In the past, archaeologists excavated human remains at sites on the Mapungubwe Cultural Landscape, and museums housed and displayed the remains. To demonstrate the importance of knowing Venda world-views and how this kind of collaboration impacts effective conservation, Pikirayi argues that “death” archaeology among the Venda should be about ancestors and traditions (91), and not treatments of human remains and burials as solely material features. The author discusses at some length Venda and regional worldviews that connect the living and the dead (94–98) and how, for the Venda, these two comprise and empower each another. As one outcome of the collaborative archaeology Pikirayi advocates, he describes ceremonies surrounding the reburial of human remains originally excavated by archaeologists at Bambandyanalo (k2), Hamilton, Mapungubwe Hill, and Schroda. The University of Pretoria, Department of Environmental Affairs and Tourism, South African Heritage Resources Agency, government authorities, and representatives of Venda clans reburied the remains in November 2007 (58–60). Guided by stipulations in the South African Heritage Resources [End Page 90] Act, these ceremonies and other associated practices demonstrate the meaningfulness of cultural traditions in managing archaeological sites in a manner that attends to Venda beliefs and Venda needs. Pikirayi writes that the preservation and retention of the tangible and intangible is “conditioned by and through social interaction” (85).

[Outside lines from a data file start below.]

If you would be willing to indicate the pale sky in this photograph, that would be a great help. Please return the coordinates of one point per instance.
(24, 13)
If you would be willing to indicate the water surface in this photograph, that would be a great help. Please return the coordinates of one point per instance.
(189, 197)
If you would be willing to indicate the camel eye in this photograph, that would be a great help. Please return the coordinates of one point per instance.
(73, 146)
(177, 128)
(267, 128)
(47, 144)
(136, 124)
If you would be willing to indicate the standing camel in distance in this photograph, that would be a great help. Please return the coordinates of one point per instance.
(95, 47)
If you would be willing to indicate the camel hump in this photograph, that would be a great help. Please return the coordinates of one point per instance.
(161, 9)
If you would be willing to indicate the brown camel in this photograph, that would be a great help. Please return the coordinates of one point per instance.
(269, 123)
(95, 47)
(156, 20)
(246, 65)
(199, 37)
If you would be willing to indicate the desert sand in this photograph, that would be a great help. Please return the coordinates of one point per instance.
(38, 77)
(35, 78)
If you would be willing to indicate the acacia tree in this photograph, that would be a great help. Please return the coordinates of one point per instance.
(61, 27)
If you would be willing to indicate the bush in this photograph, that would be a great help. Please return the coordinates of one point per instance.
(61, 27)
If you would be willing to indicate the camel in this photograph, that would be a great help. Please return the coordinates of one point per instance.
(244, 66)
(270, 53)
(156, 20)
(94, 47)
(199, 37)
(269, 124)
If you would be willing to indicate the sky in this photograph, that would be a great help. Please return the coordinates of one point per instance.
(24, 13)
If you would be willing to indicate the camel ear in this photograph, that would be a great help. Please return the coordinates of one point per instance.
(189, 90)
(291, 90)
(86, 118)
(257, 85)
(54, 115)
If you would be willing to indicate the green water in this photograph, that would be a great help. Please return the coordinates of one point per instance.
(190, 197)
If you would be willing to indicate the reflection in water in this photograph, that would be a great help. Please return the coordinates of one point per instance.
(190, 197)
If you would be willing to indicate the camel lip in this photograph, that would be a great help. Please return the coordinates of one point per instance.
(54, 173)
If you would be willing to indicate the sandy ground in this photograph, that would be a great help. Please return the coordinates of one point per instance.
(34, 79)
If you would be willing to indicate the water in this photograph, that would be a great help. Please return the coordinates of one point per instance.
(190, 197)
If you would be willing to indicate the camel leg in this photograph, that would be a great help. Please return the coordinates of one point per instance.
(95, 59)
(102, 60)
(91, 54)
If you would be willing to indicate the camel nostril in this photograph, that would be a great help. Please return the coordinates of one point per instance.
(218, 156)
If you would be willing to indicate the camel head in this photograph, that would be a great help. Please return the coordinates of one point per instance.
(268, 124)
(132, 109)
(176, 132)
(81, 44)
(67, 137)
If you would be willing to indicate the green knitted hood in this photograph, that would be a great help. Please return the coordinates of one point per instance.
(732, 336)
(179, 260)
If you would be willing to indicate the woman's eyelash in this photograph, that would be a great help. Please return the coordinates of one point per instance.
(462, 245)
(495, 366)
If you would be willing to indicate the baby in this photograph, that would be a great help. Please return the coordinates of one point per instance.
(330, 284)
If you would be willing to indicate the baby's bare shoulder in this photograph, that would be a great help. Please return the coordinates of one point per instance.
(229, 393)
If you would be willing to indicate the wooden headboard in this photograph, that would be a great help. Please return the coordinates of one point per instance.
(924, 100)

Tradition is convincing as a set of arguments on behalf of a different kind of collaboration with communities, for the purpose of heritage conservation. The volume has strengths and shortcomings. One of the assets of Pikirayi’s narrative is its black- and- white photos, especially those that capture ceremonies and the reburial of excavated human remains (e.g., 55–60). Purely descriptive in places, the text also offers critical reflections that will alert instructors and archaeology students to the importance of ethnography and social concerns in archaeological practice and heritage conservation. But for a text that strives to move beyond “traditional” archaeology, the volume might have been organized without numerous subsection titles that often unnecessarily parse the narrative into a form that mimics a report. In addition, some of data might have been presented more succinctly with graphics to minimize repetition (e.g., 64–68) and provide space for elaborating the subtleties of cases and extrapolating the present implications for Venda clans, heritage collaborations, and world archaeology. There also is no index. But these are minor points and perhaps decisions made by the publisher.

Tradition contains insights and examples that motivate a deeper understanding of the role that a more engaged and collaborative archaeology can play in proactive responses to people and archaeological heritage. The informed public, upper-level undergraduates, graduate students, and scholars of archaeology, heritage, and Africa will find it useful. Pikirayi’s ethnographic archaeology and Venda cultural traditions valorize collaborative strategies of benefit to communities, external stakeholders, and scholars that reinforce a new path for heritage conservation in southern Africa. Valuing the Venda, and all people, prioritizes them and their needs on cultural landscapes and helps to conserve places and practices. [End Page 91]

Jonathan Walz
Rollins College
Jonathan Walz

jonathan walz is assistant professor of anthropology and archaeology coordinator at Rollins College in Winter Park fl. His scholarship emphasizes social and historical archaeology, regional approaches to pasts, and heritage valuations among communities in Africa and the western Indian Ocean.